Lorsque des désordres affectant des éléments d’équipement sont de nature à rendre l’ouvrage impropre à sa destination, ils sont susceptibles d’engager la responsabilité de l’entrepreneur au titre de la garantie décennale, et ce même si ces éléments sont dissociables de l’ouvrage et relèvent par ailleurs de la garantie de bon fonctionnement. Il en va de même lorsque les désordres, même s’ils ne se sont pas révélés dans toute leur étendue avant l’expiration du délai de dix ans, sont de nature à compromettre la solidité de l’ouvrage ou à le rendre impropre à sa destination dans un délai prévisible.

C.A.A. Lyon - 4ème chambre - N° 09LY00918 - commune de Corps - 9 juin 2011 - C+

Est entaché de nullité le contrat par lequel une association confère indûment à une commune des droits dont elle ne dispose pas - eu égard à sa gravité, cette illégalité s’oppose à ce que le juge règle le litige sur le fondement du contrat.
L’association syndicale libre du canal d’arrosage de Corps signe avec la Commune de Corps un contrat qui autorise la Commune à utiliser le tracé du canal d’arrosage pour passer une conduite forcée et une ligne de télécommande afin de permettre l’alimentation d’une microcentrale hydroélectrique que la Commune envisage alors de construire. Or l’association ne dispose pas du droit d’établir à demeure des ouvrages dans le canal de Corps, ni du droit d’utiliser à son profit l’eau de ce canal. En signant le contrat en litige, l’association a indûment conféré à la Commune des droits dont elle ne disposait pas elle-même. Cette illégalité entache le contrat de nullité et, eu égard à sa gravité, s’oppose à ce que le litige puisse être réglé sur le fondement du contrat.

C.A.A. Lyon - 4ème chambre - N° 10LY00844 - M.C. - 7 juillet 2011 - R
Arrêt confirmé en cassation par le Conseil d'Etat : CE N° 354255 M.C. – 15 novembre 2012 - B

  • Conclusions de Camille Vinet, rapporteur public à la Cour administrative d'appel de Lyon
    Marchés publics de travaux – sous-traitance – paiement direct

La procédure de paiement direct du sous-traitant des articles 8 de la loi du 31 décembre 1975 et de l’article 116 du code des marchés publics n’est pas prescrite à peine d’irrecevabilité.
L’article 8 de la loi du 31 décembre 1975 ainsi que l’article 116 du code des marchés publics (dans sa « version 2004 ») prescrivent une procédure spéciale à laquelle le sous-traitant doit se soumettre afin de recevoir le paiement direct du maître d’ouvrage des prestations qu’il a effectué.
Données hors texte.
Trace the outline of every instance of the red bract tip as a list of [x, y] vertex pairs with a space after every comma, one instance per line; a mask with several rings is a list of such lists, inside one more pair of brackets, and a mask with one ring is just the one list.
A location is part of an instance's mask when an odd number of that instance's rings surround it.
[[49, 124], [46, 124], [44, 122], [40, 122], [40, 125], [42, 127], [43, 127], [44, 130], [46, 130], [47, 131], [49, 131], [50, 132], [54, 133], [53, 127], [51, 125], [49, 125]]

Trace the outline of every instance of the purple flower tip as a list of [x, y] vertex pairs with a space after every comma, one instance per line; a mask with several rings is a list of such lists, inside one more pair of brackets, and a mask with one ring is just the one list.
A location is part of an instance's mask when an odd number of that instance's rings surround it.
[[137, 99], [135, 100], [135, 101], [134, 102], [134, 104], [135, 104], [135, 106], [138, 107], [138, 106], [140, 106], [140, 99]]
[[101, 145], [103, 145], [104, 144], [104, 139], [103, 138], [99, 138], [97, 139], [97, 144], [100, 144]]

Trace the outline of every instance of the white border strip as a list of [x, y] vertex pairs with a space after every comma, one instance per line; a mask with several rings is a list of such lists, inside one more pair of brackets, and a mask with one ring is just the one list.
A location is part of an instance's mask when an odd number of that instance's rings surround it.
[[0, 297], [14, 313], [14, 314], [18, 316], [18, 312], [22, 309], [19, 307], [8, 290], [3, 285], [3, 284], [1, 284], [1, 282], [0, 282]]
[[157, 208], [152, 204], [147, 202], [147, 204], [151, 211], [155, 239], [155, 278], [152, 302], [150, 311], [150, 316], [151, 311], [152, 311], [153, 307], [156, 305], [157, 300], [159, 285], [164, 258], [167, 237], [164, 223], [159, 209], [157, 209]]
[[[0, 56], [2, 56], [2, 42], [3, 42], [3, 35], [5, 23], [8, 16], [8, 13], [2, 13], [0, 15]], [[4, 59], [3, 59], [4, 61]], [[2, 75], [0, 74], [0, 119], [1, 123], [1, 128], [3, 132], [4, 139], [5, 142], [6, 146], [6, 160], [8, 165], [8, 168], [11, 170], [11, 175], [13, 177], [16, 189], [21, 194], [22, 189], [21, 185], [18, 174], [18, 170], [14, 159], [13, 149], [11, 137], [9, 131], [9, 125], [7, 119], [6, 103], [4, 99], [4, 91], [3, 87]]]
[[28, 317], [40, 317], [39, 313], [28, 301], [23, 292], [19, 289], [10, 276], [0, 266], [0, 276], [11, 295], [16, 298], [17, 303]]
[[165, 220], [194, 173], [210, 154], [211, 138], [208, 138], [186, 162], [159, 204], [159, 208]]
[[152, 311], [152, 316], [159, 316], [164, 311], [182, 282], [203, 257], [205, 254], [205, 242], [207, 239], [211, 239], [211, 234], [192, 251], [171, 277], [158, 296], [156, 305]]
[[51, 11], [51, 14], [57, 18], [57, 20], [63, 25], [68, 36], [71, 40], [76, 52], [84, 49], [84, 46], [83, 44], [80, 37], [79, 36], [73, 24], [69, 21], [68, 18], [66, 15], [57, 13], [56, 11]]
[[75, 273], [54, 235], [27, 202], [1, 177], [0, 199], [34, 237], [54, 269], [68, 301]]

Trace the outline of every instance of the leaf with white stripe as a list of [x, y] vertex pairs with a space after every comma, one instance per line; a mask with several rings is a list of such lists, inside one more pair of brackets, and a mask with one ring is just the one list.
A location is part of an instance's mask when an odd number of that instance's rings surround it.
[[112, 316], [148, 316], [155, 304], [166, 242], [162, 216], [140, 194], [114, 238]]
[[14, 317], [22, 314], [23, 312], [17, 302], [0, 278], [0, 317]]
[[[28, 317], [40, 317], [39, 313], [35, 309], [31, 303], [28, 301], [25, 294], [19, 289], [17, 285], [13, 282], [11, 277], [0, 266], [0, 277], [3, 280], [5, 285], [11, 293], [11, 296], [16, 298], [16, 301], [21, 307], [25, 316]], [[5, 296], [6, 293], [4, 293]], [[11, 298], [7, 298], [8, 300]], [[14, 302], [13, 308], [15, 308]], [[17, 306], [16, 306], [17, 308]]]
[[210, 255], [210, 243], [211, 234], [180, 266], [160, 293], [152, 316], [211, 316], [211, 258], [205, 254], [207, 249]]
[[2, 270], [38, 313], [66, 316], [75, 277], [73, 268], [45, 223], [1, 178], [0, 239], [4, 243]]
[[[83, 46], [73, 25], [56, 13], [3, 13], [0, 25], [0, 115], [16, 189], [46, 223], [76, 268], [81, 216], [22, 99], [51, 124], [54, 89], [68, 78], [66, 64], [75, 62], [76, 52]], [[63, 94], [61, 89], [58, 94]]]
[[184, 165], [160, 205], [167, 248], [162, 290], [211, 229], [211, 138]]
Le sous-traitant doit transmettre sa demande de règlement au titulaire du marché qui doit en informer l’administration. Toutefois, le non-respect de cette procédure n’entraîne pas l’irrecevabilité de la demande de paiement direct. Le sous-traitant qui est régulièrement agréé par le maître d’ouvrage n’est définitivement privé du bénéfice du paiement direct que si le ce dernier parvient à justifier que, faute d’avoir été saisi d’une telle demande en temps utile, il a déjà payé, dans les délais normaux, l’entrepreneur principal.